There are four cancellations on record: in 1918, 1943 and 1944 because of World Wars I and II, and in 1957 because of a campus-wide flu epidemic.

The Pull has experienced a variety of changes through the years. The current method of pulling — lying along the rope for the duration — is a style of recent decades. In earlier years, the teams were prone for the beginning of the event (15 minutes) but then stood simultaneously and “pulled” upright to the end.

The 1898 Anchor reference doesn’t include a site, but the late Rev. Berend T. Vander Woude Sr. ’13 remembered a creek near Pilgrim Home Cemetery as hosting the 1909 contest and being at the Black River in 1910.

The team size has been a constant for most of the Pull’s history, but it wasn’t always so. For example, the late Dr. Gerrit John Van Zoeren ’12 recalled his sophomore team in 1909 as being “outnumbered two to one. Time less than five minutes.” The October, 1910, Anchor, even reports that “Because of the disadvantage in foot-holds and the unfavorable lay of the ground the Freshmen were permitted to have two extra men, so as to even up the pull.”

For most of the Pull’s history, men served on the rope and women acted as the “moralers,” long called “morale girls.” The term was changed earlier this decade to reflect the idea that either gender can participate either way, and Keri Law ’99 became the first woman to compete as a puller in 1995. 

The Pull has found its way into the national and even international media, from The Guinness Book of World Records (1995, maybe others... ) to Sports Illustrated (twice — in 1966 and 1996); from a magazine in Japan (1983) to Australian television (1996).

The win-loss record favors the sophomores and even-years. There’s a sports adage, though, to the effect that any team can beat any other on any given day, and no Pull team relies on the weight of history to assure the outcome. 

Neither, though, is winning the only thing. Listen to Pull participants, and you’ll learn that the event is as much about friendship, and teamwork and pushing oneself as it is about winning or losing. 

“It’s that sense of family and that sense of teamwork and also what you learn about yourself — that sense of your endurance,” said Amy Strassburger ’98 VanStee, who spent four years involved in the event. “After doing it my freshman year, I couldn't imagine coming back to Hope and not doing it again.”

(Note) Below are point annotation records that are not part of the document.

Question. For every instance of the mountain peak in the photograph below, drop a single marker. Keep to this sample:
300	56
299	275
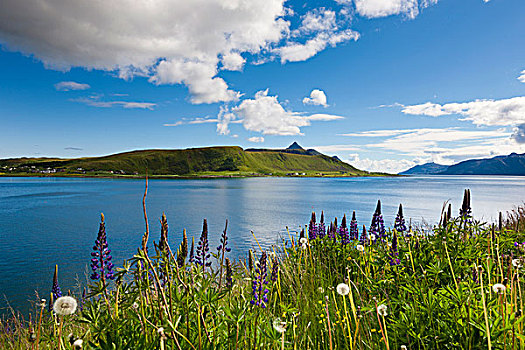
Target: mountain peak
295	145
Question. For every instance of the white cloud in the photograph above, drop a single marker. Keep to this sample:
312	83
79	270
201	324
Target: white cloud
294	52
71	85
522	76
172	41
317	97
503	112
391	166
383	8
232	61
95	101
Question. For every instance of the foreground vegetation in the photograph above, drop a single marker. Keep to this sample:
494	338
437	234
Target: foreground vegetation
458	285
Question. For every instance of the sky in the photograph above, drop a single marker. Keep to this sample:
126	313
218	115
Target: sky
382	84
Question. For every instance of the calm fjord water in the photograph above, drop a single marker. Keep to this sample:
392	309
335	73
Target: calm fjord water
48	221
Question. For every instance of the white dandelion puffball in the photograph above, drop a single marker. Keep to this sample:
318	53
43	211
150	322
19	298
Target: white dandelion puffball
381	309
342	289
65	306
499	288
279	325
78	344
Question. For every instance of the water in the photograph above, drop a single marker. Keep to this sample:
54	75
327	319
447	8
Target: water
48	221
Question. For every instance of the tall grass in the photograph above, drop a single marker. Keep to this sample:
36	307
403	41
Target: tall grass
457	286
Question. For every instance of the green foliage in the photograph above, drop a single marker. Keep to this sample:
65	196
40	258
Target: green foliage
440	296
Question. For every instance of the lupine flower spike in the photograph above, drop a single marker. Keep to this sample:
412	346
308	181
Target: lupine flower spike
343	232
321	228
101	264
377	227
312	228
55	289
354	230
202	254
399	224
259	289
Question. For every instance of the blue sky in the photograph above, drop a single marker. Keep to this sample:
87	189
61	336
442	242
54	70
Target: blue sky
383	84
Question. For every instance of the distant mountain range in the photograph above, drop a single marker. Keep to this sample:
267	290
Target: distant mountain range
207	161
513	164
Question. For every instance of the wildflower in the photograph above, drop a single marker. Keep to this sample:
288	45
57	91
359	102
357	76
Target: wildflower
182	252
275	270
399	224
354	231
377	227
229	279
55	289
343	232
499	288
259	289
65	306
203	249
342	289
516	263
163	242
381	310
101	264
312	228
321	228
279	325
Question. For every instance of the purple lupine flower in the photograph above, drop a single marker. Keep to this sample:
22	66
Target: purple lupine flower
224	241
229	277
101	264
364	238
312	228
377	227
321	230
275	270
55	289
202	254
394	260
354	231
343	232
465	212
399	224
259	283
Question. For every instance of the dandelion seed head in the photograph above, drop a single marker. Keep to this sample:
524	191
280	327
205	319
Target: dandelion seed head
382	310
65	306
499	288
343	289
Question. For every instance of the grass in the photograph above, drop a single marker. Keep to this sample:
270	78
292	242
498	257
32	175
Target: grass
445	293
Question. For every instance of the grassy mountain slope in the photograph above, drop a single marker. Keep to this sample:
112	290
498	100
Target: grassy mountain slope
191	161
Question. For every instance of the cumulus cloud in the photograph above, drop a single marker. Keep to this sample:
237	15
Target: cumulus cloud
522	76
266	115
317	97
95	101
391	166
71	85
519	134
171	41
503	112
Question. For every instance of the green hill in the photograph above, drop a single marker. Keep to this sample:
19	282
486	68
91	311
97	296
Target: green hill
227	160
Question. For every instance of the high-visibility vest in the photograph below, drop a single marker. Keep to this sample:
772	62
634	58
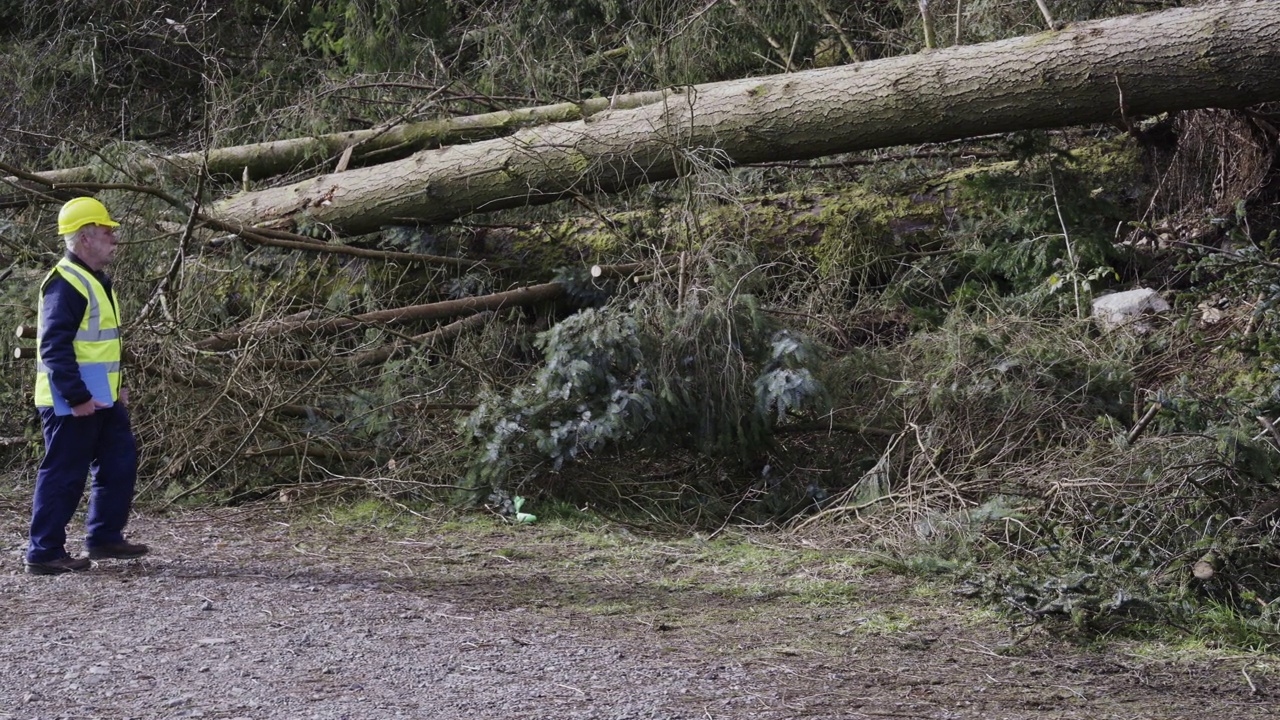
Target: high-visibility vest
97	340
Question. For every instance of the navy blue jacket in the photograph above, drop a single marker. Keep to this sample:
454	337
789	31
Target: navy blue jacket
64	309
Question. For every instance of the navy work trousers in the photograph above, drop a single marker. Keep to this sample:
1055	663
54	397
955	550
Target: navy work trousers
76	447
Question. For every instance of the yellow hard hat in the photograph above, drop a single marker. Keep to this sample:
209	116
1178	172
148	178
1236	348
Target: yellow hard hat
82	212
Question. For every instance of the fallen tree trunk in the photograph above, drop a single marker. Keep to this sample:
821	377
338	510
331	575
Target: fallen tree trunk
429	311
1225	55
379	145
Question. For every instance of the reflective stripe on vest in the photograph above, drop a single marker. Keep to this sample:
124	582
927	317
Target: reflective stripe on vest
97	340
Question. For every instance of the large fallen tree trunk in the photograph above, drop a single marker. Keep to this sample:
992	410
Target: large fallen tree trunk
1224	55
379	145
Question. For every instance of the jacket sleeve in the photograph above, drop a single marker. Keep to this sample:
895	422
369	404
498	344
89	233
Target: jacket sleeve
64	309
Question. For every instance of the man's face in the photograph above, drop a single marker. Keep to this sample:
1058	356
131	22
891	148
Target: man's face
97	246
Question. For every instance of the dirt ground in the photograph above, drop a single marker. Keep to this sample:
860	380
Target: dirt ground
265	614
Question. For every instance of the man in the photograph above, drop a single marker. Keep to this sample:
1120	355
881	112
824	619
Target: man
81	404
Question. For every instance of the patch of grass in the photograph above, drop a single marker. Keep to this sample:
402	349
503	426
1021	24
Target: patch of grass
883	623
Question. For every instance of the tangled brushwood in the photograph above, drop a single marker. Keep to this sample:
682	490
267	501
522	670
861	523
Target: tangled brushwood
888	350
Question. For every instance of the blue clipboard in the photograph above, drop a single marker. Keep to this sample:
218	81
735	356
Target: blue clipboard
95	379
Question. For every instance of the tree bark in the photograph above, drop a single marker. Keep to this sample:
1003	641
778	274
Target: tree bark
379	145
1225	55
429	311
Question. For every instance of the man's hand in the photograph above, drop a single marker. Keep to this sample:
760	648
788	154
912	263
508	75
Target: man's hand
88	408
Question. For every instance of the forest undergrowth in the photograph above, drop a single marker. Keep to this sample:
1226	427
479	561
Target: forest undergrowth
915	373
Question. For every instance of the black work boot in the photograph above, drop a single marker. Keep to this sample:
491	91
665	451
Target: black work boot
59	565
122	550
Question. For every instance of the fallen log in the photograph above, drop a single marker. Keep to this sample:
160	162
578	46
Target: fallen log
1217	55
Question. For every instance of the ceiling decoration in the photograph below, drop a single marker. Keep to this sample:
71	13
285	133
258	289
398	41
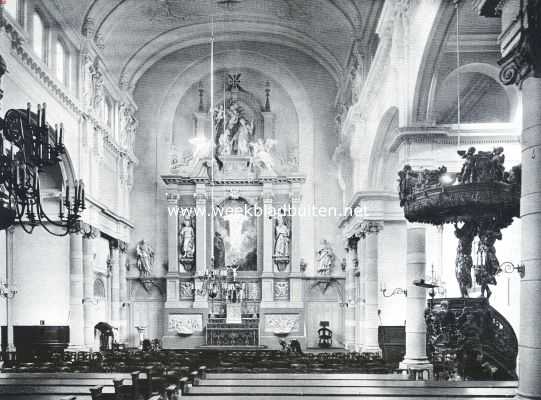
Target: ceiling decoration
126	27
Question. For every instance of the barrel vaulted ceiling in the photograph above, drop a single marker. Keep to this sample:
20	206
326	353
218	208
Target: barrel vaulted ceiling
134	34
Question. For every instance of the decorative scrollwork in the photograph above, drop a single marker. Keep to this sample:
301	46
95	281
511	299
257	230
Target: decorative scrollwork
470	339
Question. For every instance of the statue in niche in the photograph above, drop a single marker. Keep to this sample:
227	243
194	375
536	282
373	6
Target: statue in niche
261	151
219	250
145	258
234	132
489	266
187	239
325	258
244	134
281	239
464	262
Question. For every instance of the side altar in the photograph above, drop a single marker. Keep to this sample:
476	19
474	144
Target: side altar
234	275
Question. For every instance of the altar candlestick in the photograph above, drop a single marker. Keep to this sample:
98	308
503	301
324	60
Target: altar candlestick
28	111
39	115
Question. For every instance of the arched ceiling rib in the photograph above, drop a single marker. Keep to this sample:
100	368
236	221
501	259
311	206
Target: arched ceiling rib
177	39
128	29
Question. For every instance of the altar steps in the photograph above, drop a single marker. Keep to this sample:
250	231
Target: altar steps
285	386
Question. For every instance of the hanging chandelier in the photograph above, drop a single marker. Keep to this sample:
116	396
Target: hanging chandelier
28	146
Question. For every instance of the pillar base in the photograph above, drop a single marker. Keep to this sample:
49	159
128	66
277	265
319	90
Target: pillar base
371	350
419	365
519	396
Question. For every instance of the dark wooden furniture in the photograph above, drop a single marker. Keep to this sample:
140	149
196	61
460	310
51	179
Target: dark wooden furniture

In a 1988 interview for News from 鶹Ƶ, coach Gary Kunzi ’89 shared a bit more on the appeal when he discussed the challenge of reaching beyond limits. “There is no way that anybody can just get on a rope and pull for three hours. I'm convinced that it’s physically impossible. The only way to do it is to go beyond what you ever think you can do.”

It’s the timelessness of those quests — to connect meaningfully with others, and to reach one’s best — that helps the Pull endure. The Pull is a new discovery, and a chance for self-discovery, for each and every person who’s a part of it. 

Tradition without heart is only habit. It is a ceremony that has lost touch with its meaning. 

The Pull is one tradition that remains fresh. It finds its heart each year in the dedicated individuals who commit themselves to working together to do the impossible.